Cognitive functioning has also been studied in brain tumor patients and has been recently reviewed.34
Malignant glioma patients, in particular, deal with a significant burden in terms of cognitive dysfunction, with as many as 49% experiencing cognitive impairment.5
In smaller trials, there is evidence that cognitive dysfunction is present even prior to treatment.35
There is an unmet need for early neurocognitive evaluation and intervention. In addition, the prevalence of neurocognitive dysfunction has implications for decision making and informed consent.
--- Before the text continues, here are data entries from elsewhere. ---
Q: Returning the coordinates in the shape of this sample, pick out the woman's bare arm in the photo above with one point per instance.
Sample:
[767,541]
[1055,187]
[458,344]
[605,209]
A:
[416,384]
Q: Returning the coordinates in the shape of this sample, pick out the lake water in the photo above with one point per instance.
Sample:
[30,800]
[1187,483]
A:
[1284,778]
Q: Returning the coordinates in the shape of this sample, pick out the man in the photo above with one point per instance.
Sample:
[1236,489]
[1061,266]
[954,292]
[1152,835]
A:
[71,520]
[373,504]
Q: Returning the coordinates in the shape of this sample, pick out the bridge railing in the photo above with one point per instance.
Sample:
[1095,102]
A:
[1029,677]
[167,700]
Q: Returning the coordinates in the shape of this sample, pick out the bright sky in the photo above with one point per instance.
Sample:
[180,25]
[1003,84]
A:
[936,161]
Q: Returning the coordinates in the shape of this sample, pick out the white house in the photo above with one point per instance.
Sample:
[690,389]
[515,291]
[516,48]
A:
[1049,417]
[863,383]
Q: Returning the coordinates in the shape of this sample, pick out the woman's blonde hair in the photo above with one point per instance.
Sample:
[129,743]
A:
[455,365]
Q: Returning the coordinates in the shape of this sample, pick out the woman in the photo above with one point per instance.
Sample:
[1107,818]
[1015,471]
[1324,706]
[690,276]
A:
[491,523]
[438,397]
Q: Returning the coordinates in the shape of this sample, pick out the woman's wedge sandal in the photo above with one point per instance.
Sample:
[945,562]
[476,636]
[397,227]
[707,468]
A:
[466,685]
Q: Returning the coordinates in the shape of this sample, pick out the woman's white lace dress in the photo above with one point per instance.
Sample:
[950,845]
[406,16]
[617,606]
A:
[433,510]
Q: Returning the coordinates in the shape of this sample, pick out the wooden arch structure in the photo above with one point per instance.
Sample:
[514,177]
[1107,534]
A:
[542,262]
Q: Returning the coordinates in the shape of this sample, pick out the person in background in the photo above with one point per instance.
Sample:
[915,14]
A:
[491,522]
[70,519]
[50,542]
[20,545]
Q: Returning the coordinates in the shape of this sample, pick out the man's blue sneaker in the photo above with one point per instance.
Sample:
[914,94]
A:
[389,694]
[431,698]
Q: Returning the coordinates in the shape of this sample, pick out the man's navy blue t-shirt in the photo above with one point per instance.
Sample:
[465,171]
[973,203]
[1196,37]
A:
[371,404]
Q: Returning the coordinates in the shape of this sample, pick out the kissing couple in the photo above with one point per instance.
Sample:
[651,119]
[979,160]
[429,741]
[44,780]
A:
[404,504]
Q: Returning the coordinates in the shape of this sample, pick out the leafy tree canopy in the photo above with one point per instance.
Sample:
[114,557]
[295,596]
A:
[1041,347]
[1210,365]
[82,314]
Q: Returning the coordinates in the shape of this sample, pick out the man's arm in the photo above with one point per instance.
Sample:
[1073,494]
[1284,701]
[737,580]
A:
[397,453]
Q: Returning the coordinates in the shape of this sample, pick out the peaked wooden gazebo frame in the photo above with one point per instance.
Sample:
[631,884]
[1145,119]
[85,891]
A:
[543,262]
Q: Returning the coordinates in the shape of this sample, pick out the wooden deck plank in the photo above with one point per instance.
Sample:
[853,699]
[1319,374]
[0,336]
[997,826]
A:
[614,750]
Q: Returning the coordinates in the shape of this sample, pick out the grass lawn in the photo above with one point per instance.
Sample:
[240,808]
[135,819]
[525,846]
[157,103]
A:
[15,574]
Evaluation of cognitive function also has prognostic value.9,36,37
For example, one study of recurrent malignant gliomas showed that cognitive deterioration may precede radiographic evidence of progression by almost 6 weeks.36
A simple screening examination such as the Mini Mental Status Examination (MMSE) can have prognostic significance in glioma patients.38–40
However, while the MMSE is feasible and convenient to use in brain tumor patients, it has not consistently been shown to detect cognitive decline in brain tumor patients.6
Moreover, the test has been validated for dementia screening but does not have a high degree of sensitivity for other cognitive domains.41
New neuropsychologic tests need to be validated in this population, because many of the standard tests lack sensitivity, especially at the lower end of the impaired range.42
In fact, attempts are being made in large cooperative trials to standardize the measurement of cognitive status. Numerous brain studies being conducted by cooperatives such as the Radiation Therapy Oncology Group are using well-known tests of neurocognitive function, such as the Hopkins Verbal Learning Test, the Trail Making Test, and the Controlled Word Association Test.
In summary, brain tumor patients deal with a significant symptom burden. The main areas of concern are in fatigue, sleep, pain, seizures, mood, and cognitive function. Malignant glioma patients are particularly affected by fatigue, whereas low-grade glioma patients have a large symptom burden from seizures. Further research is necessary not only to better define this symptom burden, but also to examine individual symptoms within specific populations.